# Reshaping

## Wide vs. Long DataFrames
- Wide and long describe two ways of organizing data in a table.
- A variable is a data attribute that can have multiple values.
- Wide `DataFrames` store the same variable across multiple columns.
- Wide DataFrames expand horizontally -- their number of columns grows.
- Long `DataFrames` store each variable in a single column.
- Long `DataFrames` expand vertically -- their number of rows grows.

### Example
- The `wide_store_sales.csv` dataset is a wide dataset.
- It stores the same attribute/variable (revenue) across multiple columns (Jan, Feb, etc).
- As more revenue values arrive for future months, the `DataFrame` will expand in width.

## The unpivot Method to Convert a Wide DataFrame to a Long DataFrame
- The `unpivot` method transforms a `DataFrame` from a wide format to a long format.
- The `on` parameter accepts the column(s) with the duplicate values by category.
- The `index` parameter accepts the column(s) with the identifiers. Polars will extract the unique values from this column.
- The equivalent Pandas method is `melt`.

- The `index` parameter supports a list argument too.
- If the `on` parameter is omitted, Polars will include all columns that are not provided to `index`.
- The dataset has 6 month columns x 5 rows = 30 total rows in new `DataFrame`.

- Use the `variable_name` parameter to rename the variable column (the one that will hold the former column names).
- Use the `value_name` parameter to rename the value column (the one that will hold the cell values).

### Further Reading
- https://docs.pola.rs/user-guide/transformations/unpivot/
- https://docs.pola.rs/api/python/stable/reference/dataframe/api/polars.DataFrame.unpivot.html

## The pivot Method to Convert a Long DataFrame to a Wide DataFrame
- The complementary `pivot` method converts a `DataFrame` from a long format to a wide format.
- The `student_grades.csv` dataset stores each variable in a single column.
- Student names, subjects, and score values are _not_ scattered across multiple columns.
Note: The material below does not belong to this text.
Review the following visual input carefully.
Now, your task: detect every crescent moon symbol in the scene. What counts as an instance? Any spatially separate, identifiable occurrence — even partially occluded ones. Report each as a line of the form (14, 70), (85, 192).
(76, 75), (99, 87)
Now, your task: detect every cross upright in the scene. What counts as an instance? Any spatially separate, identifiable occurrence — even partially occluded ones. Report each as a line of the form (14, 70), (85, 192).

- A wider view can make it easy to parse a student's performance in all subjects.
- The `pivot` method transforms a long `DataFrame` to a wide one.
- The `index` parameter sets the columns whose values will be kept as unique row identifiers.
- The `on` parameter sets the columns whose distinct values will be extracted to new columns.
- The `values` parameter sets the columns whose values will be distributed in the cells of the new table.
- Polars will use a `null` if there is no value for the intersection of an identifier (student name) and value (test score).

### Further Reading
- https://docs.pola.rs/user-guide/transformations/pivot/#eager
- https://docs.pola.rs/api/python/stable/reference/dataframe/api/polars.DataFrame.pivot.html

## Pivot Tables I
- A pivot table reshapes data by turning unique values into new rows or columns, then summarizing corresponding values.
- The `student_grades_expanded` `DataFrame` has multiple entries for a student and grade.

- The dataset stores student grades over 2 years at the school.
- Thus, certain combinations of student and subject may appear twice.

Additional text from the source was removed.